LAUSR

Homologous recombination (HR) is a ubiquitous and efficient process that serves the repair of severe forms of DNA damage and the generation of genetic diversity during meiosis. HR can proceed via multiple pathways with different outcomes that may aid or impair genome stability and faithful inheritance, underscoring the importance of HR quality control. Human Bloom’s syndrome (BLM, RecQ family) helicase plays central roles in HR pathway selection and quality control via unexplored molecular mechanisms. Here we show that BLM’s multi-domain structural architecture supports a balance between stabilization and disruption of displacement loops (D-loops), early HR intermediates that are key targets for HR regulation. We find that this balance is markedly shifted toward efficient D-loop disruption by the presence of BLM’s interaction partners Topoisomerase IIIα-RMI1-RMI2, which have been shown to be involved in multiple steps of HR-based DNA repair.
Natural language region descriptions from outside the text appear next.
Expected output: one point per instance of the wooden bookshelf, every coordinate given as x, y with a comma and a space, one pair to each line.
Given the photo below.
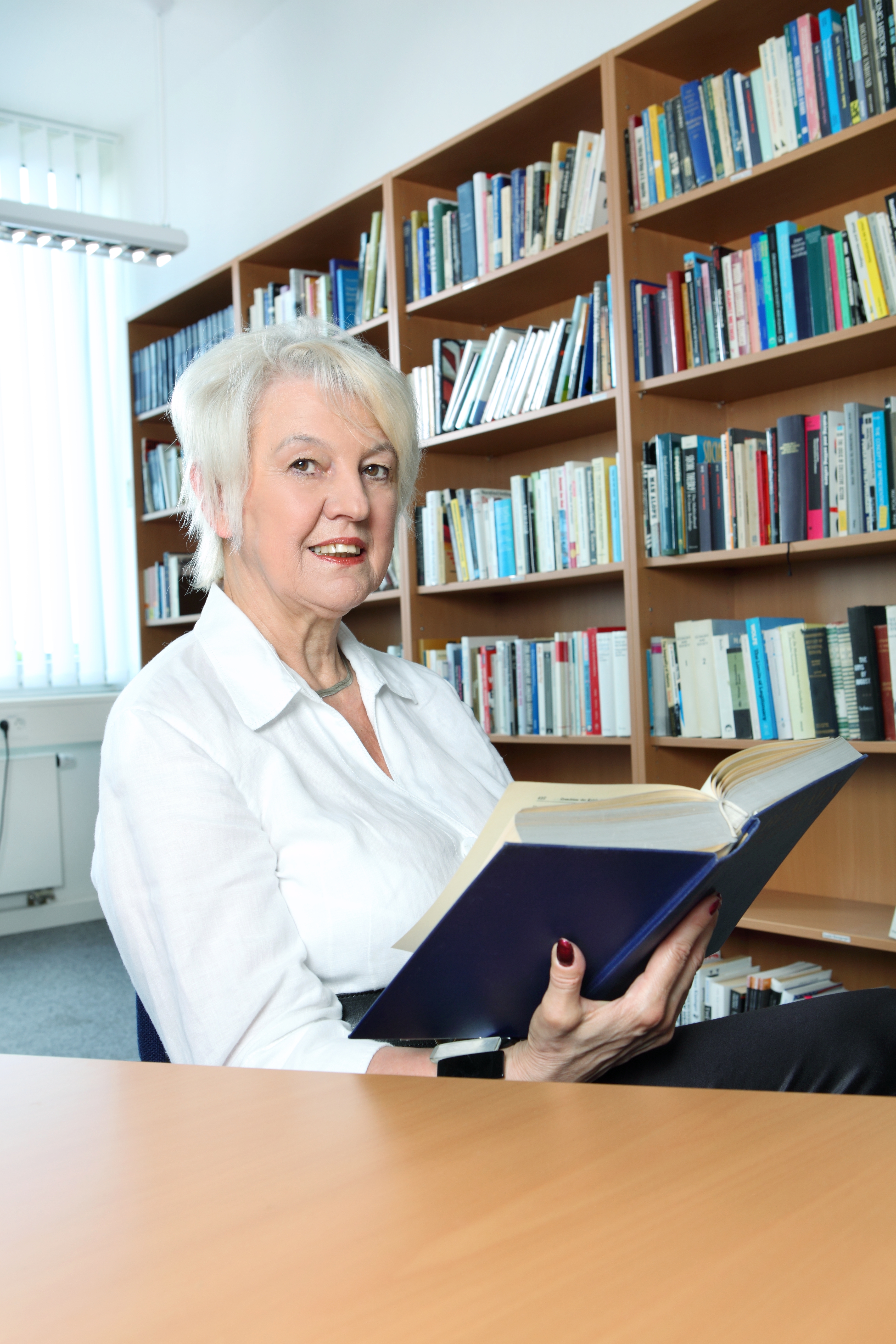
840, 878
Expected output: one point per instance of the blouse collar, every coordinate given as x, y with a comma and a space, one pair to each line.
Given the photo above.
258, 683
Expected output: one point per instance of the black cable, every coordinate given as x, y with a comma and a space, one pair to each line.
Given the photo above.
5, 729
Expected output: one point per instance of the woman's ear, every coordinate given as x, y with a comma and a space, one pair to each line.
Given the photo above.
214, 517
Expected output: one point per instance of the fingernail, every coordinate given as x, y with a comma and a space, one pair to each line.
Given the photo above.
566, 953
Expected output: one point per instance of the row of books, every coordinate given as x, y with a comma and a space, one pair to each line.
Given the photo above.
821, 77
348, 294
163, 475
776, 678
786, 287
514, 371
156, 367
499, 218
562, 518
167, 589
802, 479
729, 986
574, 683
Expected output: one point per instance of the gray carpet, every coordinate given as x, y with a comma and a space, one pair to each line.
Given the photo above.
66, 992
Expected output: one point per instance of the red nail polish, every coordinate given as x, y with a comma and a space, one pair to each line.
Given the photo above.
566, 952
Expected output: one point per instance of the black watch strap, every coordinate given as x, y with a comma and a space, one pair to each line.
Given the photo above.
488, 1065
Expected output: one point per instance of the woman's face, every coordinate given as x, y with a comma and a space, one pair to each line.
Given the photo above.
319, 517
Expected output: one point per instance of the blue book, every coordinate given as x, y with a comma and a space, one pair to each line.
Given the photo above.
696, 132
467, 213
797, 87
664, 152
409, 261
649, 157
784, 233
616, 519
504, 535
518, 233
346, 294
483, 968
738, 132
829, 22
882, 476
424, 261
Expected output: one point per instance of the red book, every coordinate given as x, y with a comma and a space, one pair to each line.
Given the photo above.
886, 683
675, 280
815, 513
593, 679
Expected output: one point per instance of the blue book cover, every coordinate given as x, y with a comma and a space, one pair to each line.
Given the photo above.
762, 678
616, 518
483, 968
882, 476
738, 132
504, 535
409, 261
468, 230
784, 233
796, 72
760, 281
664, 154
649, 157
347, 296
828, 22
518, 233
424, 261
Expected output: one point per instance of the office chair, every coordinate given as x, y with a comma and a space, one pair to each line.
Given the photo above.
148, 1041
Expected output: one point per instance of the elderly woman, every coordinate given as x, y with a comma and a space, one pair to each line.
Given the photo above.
280, 804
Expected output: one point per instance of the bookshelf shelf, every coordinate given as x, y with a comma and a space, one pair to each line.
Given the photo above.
827, 548
859, 161
526, 286
816, 361
738, 744
531, 738
557, 578
174, 620
592, 414
862, 924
Our results point to a mechanism whereby BLM can differentially process D-loops and support HR control depending on cellular regulatory mechanisms. Human Bloom’s syndrome (BLM) helicase has a role in DNA repair, and BLM deficiency in humans is associated with chromosomal abnormalities. Here the authors employ solution biophysical assays to show BLM maintains a balance for disruption and stabilization of oligonucleotide-based D-loops. Interaction with the Topoisomerase IIIalpha-RMI1-RMI2 complex orients the activity toward D-loop disruption.